Александр Гарин: Как раз классическая империя, где доминирует сила, где президент страны, прежде всего, главнокомандующий, где он на фотографиях в военном кителе, когда у него возникает проблема, проблема требует решений, решения требуют финансов, что он делает? Он берет и экспроприирует население. Если население бедное, но есть богатые, то он экспроприирует богатых настолько, насколько можно. Конечно, корову нельзя убивать, если вы хотите ее доить. Но, тем не менее, какая империя существует без проблем? Если вы скажете политику: что лучше бы иметь налоги поменьше и тогда вы станете со временем богаче, то любой политик ответит - вы говорите о том, что будет послезавтра, мне бы ваши заботы. Моя забота сегодняшняя, у меня что-то горит, где-то в моей империи что-то горит, и тушить я это могу только военно-силовым путем. Для этого нужны деньги. Поэтому, не до жиру, быть бы живым, я экспроприирую, поскольку моя сила - моя армия. И чем больше я экспроприирую, тем больше моя армия. И вот дальше возникает классический облик империи, в котором военные привилегированные - любимое дитя общества и в котором нищее население. А солдаты, скорее, похожи на нищее население, чем на привилегированных офицеров.

Ирина Лагунина: Но давайте посмотрим на то, что происходит в Соединенных Штатах. Президент Буш во время предвыборной кампании обещал снизить налоги. Причем снизить их довольно существенно. Сейчас речь не только не идет о снижении налогов, речь идет о том, где взять деньги. Посмотрите на оборонные расходы и расходы, связанные с проблемой безопасности. Недавно Джордж Буш выступил с предложением создать новое министерство - министерство внутренней безопасности страны с бюджетом в 37 миллиардов долларов.
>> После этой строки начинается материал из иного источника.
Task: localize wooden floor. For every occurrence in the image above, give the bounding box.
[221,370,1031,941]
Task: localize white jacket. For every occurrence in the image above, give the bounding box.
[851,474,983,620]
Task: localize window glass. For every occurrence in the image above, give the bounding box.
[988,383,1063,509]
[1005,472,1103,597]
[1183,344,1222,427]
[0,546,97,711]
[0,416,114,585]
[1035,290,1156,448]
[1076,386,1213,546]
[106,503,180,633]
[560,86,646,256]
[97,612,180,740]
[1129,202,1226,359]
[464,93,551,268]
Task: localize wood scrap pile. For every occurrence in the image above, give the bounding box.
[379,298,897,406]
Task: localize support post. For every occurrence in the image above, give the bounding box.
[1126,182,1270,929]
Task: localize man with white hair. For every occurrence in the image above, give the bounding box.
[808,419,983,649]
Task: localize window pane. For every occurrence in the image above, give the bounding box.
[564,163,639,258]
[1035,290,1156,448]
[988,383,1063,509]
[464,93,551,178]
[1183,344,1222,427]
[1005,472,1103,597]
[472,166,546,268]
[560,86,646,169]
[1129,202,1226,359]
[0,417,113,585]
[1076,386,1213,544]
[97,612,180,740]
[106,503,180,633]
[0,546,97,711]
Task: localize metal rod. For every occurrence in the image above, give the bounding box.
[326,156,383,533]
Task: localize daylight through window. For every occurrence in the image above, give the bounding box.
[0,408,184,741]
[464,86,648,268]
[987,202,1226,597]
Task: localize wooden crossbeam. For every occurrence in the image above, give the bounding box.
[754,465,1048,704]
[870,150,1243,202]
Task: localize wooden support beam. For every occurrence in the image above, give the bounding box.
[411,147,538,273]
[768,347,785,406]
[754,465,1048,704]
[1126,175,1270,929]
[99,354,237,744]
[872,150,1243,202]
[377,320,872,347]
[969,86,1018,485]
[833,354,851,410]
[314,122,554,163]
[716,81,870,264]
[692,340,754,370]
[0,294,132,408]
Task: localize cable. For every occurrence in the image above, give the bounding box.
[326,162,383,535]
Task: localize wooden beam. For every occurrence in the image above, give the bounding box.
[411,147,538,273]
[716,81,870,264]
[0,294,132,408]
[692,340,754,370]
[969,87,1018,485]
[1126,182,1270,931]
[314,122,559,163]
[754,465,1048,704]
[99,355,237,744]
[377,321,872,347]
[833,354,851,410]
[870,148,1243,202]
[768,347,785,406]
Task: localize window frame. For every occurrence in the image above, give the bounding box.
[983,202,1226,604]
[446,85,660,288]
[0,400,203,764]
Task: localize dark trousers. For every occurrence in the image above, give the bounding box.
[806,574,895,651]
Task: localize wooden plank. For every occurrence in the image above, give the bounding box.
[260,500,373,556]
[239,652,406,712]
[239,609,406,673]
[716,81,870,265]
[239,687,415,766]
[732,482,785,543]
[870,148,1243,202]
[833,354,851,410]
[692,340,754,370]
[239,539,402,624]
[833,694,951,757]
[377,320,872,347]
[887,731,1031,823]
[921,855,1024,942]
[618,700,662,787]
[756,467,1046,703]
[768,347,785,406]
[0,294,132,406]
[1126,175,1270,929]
Александр Гарин: На первый взгляд, кажется, это возврат к классической империи. На второй взгляд, если вы посмотрите на дискуссию внутри американской прессы, то, прежде всего, американцы сами очень хорошо знают, что они пускаются в опасную игру, что нельзя становиться на тропу классических империй, нельзя перебирать деньги. Нельзя вести политику к тому, чтобы биржи стали реагировать на пошатнувшийся доллар. Поэтому на первый взгляд вот этот бездефицитный бюджет привел к огромному количеству ресурсов, 3% можно было выделить из бюджета в область безопасности. Идеал в Европе где-то 2%, Великобритания ему следует. Но если взять, конечно, в абсолютных величинах, то ресурсы Америки при 3% бюджета дают делать такие вещи, которые не снились всем остальным. Поэтому мы видим: в центральноазиатском регионе крупные самолеты на базах в течение 24-х часов заполняются нефтью для того, чтобы вести операции в Афганистане. При этом присутствуют французские самолеты, но у французских самолетов просто несравнимо не хватает денег на тот же самый бензин. И, конечно, Франция не в силах проводить такого рода политику. Тем не менее, американская администрация очень хорошо понимает пределы своих возможностей, и, прежде всего, финансовые. Все это приводит к тому, что в дискуссиях внутри американской элиты, внутри конгрессменов, внутри исполнительной ветви власти, то есть внутри правительства очень ясно выражен элемент минималистский. Скажем, присутствие в Средней Азии, безусловно, это присутствие должно быть минимальным, временным: мы уйдем оттуда, мы не останемся, мы не станем строить базы, поскольку базы и постоянное присутствие требуют денег. Кроме того, американский солдат, в отличие от солдата империи классической, это совершенно другой человек. Ценность жизни этого солдата оценивается в современной демократической Америке несравнимо с ценностью жизни в классической империи.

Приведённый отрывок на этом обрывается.